Editoriale

L’arte italiana: l’arte di distruggere il passato e il futuro

Crotone Stadio

Il caso dell’ampliamento dello Stadio di Crotone in area archeologia, dimostra ancora una volta come molte amministrazioni non hanno alcune responsabilità verso i beni culturali

 

di Antonella Furci 

Leggendo la cronaca “nera” riguardo le condizioni del patrimonio archeologico italiano – l’ultima quella sulla decisione presa dal Comune di Crotone di ampliare lo Stadio ‘E. Scida’ su un’area protetta da vincolo archeologico – ci si rende conto di come molte zone italiane, abbiano la capacità di predicare  sviluppo economico e al contempo fare di tutto per impedirlo.
Uno Paese come il nostro, fatto di arte e capacità creative uniche al mondo, è arrivato a non avere più considerazione del proprio passato, che dovrebbe essere punto di riferimento per affermare la propria identità culturale e importante risorsa per l’aspirato sviluppo economico, turistico e occupazionale.
Ma, sebbene carichi di contenuto, sono concetti questi che fanno parte della retorica. E questo per il solito problema: l’essere reduci dell’atavica mentalità della piccola, media e grande “mangiogna” (di soldi pubblici) di chi amministra, gestisce e delibera senza calcolare coscienziosamente, e spesso intelligentemente, se tali decisioni andranno a beneficio della comunità e del territorio.
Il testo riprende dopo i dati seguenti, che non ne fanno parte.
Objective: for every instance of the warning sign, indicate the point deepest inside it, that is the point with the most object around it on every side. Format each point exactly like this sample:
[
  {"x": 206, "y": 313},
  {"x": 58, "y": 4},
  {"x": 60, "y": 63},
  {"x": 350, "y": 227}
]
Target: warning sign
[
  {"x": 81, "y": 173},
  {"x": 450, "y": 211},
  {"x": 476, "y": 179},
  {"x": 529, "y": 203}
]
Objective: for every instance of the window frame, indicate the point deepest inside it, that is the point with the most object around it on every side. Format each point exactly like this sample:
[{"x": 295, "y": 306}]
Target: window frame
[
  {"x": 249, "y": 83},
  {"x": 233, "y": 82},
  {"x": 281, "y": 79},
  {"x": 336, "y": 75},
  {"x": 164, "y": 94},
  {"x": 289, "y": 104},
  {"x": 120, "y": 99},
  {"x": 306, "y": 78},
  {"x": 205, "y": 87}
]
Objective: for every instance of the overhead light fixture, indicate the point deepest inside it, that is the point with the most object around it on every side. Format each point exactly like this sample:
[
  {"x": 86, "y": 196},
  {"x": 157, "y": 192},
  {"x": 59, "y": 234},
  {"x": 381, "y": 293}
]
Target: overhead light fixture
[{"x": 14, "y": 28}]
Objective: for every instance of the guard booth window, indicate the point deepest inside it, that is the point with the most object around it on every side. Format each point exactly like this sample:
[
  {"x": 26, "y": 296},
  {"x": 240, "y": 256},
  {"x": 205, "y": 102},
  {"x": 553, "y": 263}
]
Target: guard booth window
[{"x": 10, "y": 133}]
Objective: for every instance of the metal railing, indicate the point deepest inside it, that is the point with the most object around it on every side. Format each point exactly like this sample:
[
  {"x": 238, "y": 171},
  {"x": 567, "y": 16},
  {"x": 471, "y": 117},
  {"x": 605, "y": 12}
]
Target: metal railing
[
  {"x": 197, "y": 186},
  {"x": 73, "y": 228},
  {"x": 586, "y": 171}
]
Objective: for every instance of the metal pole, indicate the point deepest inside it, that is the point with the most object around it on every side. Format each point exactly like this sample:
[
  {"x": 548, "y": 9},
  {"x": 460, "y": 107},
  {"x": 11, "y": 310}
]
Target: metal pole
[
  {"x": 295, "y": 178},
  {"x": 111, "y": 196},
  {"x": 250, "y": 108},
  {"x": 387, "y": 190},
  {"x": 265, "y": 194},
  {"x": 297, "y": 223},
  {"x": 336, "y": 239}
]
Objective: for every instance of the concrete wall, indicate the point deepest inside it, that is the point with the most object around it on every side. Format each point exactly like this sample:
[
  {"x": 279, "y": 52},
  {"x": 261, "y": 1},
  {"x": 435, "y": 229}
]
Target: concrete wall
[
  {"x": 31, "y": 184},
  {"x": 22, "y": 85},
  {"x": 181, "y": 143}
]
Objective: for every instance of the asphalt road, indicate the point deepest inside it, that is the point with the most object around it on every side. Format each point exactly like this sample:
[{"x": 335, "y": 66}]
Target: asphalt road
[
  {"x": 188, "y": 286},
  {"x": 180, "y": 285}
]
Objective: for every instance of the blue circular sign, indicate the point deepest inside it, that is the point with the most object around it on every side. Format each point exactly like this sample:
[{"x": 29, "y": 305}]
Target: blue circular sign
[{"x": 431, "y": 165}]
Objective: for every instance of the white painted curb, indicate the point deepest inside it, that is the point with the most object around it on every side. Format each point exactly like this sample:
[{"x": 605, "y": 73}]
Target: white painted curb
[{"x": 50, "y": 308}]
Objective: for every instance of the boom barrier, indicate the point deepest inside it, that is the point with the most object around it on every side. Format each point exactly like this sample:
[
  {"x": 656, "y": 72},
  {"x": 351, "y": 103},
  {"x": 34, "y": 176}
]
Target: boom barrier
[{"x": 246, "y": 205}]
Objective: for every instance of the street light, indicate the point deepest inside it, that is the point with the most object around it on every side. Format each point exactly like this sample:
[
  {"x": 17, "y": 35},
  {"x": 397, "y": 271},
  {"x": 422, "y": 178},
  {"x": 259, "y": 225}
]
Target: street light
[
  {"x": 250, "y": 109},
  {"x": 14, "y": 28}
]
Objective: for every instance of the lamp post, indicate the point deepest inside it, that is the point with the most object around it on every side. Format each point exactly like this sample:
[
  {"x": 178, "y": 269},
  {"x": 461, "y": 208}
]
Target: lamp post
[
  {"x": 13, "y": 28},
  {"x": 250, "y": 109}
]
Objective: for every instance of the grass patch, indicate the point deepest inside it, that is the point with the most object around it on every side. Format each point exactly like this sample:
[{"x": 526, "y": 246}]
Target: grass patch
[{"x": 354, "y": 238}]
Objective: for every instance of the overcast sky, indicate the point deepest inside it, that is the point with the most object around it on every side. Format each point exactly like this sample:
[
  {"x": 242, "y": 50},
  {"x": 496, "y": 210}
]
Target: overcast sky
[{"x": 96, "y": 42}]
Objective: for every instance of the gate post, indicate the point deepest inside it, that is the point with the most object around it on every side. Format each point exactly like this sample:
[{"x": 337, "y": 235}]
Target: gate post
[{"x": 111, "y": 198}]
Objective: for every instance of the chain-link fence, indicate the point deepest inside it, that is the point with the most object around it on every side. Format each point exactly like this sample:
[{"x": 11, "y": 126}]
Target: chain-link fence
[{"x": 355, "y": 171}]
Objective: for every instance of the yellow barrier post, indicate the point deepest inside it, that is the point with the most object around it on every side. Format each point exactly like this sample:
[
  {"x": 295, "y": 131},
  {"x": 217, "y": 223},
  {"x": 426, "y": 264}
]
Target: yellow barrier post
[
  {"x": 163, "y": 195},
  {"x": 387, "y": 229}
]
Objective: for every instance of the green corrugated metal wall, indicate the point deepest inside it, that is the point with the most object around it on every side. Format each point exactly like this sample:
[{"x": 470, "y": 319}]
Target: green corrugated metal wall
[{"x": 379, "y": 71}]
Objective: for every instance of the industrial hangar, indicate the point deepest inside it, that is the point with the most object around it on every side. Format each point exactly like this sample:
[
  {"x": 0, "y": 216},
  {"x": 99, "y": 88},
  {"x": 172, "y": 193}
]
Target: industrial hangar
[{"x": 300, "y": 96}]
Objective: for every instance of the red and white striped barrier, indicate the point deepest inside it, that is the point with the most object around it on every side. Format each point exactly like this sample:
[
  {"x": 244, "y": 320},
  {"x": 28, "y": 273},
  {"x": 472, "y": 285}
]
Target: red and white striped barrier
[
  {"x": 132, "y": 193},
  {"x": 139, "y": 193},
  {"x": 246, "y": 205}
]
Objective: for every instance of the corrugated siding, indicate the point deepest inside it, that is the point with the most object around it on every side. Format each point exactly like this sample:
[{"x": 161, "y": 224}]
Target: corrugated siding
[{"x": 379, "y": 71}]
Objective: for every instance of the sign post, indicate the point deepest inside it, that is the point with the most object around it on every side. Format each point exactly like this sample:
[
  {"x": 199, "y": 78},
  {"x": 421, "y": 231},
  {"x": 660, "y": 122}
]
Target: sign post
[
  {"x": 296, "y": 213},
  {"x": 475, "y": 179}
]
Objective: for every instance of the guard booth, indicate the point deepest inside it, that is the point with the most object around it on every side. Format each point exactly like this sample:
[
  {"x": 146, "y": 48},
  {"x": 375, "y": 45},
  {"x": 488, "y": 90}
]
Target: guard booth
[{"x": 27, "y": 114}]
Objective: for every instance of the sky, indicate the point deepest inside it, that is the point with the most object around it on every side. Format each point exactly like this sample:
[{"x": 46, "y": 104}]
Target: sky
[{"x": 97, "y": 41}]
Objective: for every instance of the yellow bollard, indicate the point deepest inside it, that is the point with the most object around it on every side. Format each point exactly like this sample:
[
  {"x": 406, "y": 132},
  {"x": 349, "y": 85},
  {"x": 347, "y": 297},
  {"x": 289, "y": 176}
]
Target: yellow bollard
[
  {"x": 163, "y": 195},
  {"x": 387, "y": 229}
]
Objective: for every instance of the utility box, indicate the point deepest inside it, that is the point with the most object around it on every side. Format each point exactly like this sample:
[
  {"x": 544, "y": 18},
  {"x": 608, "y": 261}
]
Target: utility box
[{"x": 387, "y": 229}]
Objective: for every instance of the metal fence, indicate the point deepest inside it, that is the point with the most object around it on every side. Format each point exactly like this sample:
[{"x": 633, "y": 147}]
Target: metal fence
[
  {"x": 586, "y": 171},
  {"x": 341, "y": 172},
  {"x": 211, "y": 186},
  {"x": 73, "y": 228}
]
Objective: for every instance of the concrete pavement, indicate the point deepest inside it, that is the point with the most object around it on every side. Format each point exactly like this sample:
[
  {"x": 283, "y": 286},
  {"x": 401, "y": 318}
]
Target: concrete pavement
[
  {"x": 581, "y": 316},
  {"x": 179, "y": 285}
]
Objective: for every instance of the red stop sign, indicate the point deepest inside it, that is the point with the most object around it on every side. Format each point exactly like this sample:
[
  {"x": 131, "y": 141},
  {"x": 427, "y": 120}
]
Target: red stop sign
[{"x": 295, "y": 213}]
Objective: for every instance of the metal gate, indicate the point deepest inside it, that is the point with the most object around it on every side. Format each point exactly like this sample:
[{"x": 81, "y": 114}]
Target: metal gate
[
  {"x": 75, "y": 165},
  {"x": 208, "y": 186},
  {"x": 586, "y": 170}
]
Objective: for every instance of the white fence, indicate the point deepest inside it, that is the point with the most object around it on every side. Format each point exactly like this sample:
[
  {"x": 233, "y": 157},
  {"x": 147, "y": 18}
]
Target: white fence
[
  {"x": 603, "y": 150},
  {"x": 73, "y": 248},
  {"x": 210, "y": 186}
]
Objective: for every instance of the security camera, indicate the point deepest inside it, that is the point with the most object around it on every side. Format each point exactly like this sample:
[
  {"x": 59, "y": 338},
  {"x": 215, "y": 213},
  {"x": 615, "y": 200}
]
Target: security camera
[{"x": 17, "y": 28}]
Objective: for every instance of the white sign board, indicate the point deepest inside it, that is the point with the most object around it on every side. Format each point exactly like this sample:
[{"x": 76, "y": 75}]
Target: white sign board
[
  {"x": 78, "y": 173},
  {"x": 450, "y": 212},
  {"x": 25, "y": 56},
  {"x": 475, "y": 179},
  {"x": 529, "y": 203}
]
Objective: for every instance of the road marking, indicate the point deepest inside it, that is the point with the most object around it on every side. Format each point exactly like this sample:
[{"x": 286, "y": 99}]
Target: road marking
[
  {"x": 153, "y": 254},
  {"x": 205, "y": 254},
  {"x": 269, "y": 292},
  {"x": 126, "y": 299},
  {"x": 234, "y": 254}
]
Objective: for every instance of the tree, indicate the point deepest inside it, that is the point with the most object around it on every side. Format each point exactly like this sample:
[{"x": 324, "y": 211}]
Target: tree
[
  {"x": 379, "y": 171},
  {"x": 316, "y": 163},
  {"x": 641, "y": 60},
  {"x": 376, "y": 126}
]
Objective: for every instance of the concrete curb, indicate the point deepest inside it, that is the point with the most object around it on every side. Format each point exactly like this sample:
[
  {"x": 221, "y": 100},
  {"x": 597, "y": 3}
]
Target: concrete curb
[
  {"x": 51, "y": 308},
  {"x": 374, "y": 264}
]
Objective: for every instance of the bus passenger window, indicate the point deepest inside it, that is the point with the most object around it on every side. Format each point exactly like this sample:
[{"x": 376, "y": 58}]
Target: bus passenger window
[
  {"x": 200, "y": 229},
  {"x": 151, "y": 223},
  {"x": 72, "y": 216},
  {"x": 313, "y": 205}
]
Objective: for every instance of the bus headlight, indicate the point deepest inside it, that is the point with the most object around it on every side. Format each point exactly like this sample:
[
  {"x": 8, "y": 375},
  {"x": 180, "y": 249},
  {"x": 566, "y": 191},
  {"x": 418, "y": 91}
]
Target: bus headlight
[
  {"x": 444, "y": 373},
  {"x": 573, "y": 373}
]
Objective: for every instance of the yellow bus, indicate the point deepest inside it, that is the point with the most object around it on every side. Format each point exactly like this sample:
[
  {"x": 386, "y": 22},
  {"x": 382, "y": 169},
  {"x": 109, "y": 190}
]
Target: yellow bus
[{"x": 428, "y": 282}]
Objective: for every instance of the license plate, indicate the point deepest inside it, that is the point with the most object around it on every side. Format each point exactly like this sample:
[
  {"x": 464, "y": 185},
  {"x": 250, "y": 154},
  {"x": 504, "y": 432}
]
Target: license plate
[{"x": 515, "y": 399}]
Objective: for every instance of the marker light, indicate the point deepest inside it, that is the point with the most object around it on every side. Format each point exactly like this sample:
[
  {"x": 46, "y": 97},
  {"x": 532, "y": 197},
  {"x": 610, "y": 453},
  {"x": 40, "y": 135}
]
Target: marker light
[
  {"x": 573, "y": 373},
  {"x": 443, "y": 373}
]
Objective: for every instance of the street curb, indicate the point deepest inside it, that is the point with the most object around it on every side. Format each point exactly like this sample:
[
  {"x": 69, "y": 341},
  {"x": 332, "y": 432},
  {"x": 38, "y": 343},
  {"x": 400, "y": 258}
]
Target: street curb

Questi personaggi, di cui ormai l’Italia ne è stra-piena, in particolare le regioni del Sud, pensano dunque di essere dei gran maestri della politica prendendo decisioni che in fondo sono scollegate alle potenzialità del tessuto economico, sociale e cultuale, sapendo benissimo a quali conseguenze porteranno.
Il caso di Crotone non è altro che l’ennesima dimostrazione di quanto sia “forte” l’interesse a mantenere il fitto intreccio di “favori” e “cortesie”. Il tutto come se – e qui sta la furbata – loro, le loro famiglie e i loro amici non subissero come tutti gli altri le conseguenze di un territorio sempre più povero e in degrado.
Continuando a dimostrare di avere solo “capacità” a distruggere il passato e di conseguenza il presente e il futuro di un Paese. Dissipando ingenti risorse economiche con scelte inopportune che non portano a nessuno sviluppo se non alla miseria di molti e alla ricchezza di pochi.
La delibera del Comune di Crotone che dà il via libera all’ampliamento della curva Sud dello Stadio (la sua squadra adesso è in serie A) in una zona prettamente archeologica dove sono sepolti i resti dell’antica Kroton, e protetta da vincolo archeologico risalente al 1981, dimostra appunto proprio questo. Per molti è importante ampliare lo Stadio, già più volte messo sotto accusa per essere stato costruito su un territorio limitrofe a un’area archeologica, perchè si è convinti che per la tanta gente che arriverà a vedere le partite, la città di Crotone subirà positive ripercussioni economiche, in particolare le ricezioni alberghiere e ristorative. Come se riportare alla luce importanti aree archeologiche e renderle fruibili ai visitatori non comportasse invece un’attrattiva turistica più solida e duratura, e di conseguenza una concreta opportunità ad avviare una crescita economica e occupazionale.
Il caso Crotone comunque non ci mostra solo in quale direzione vanno quasi sempre le preferenze amministrative comunali, ma mette in risalto l’insolito atteggiamento della Soprintendenza che molte volte preferisce chiudere un’occhio (anche due) davanti a quella che dovrebbe essere la sua principale responsabilità pubblica, e cioè la tutela del patrimonio archeologico.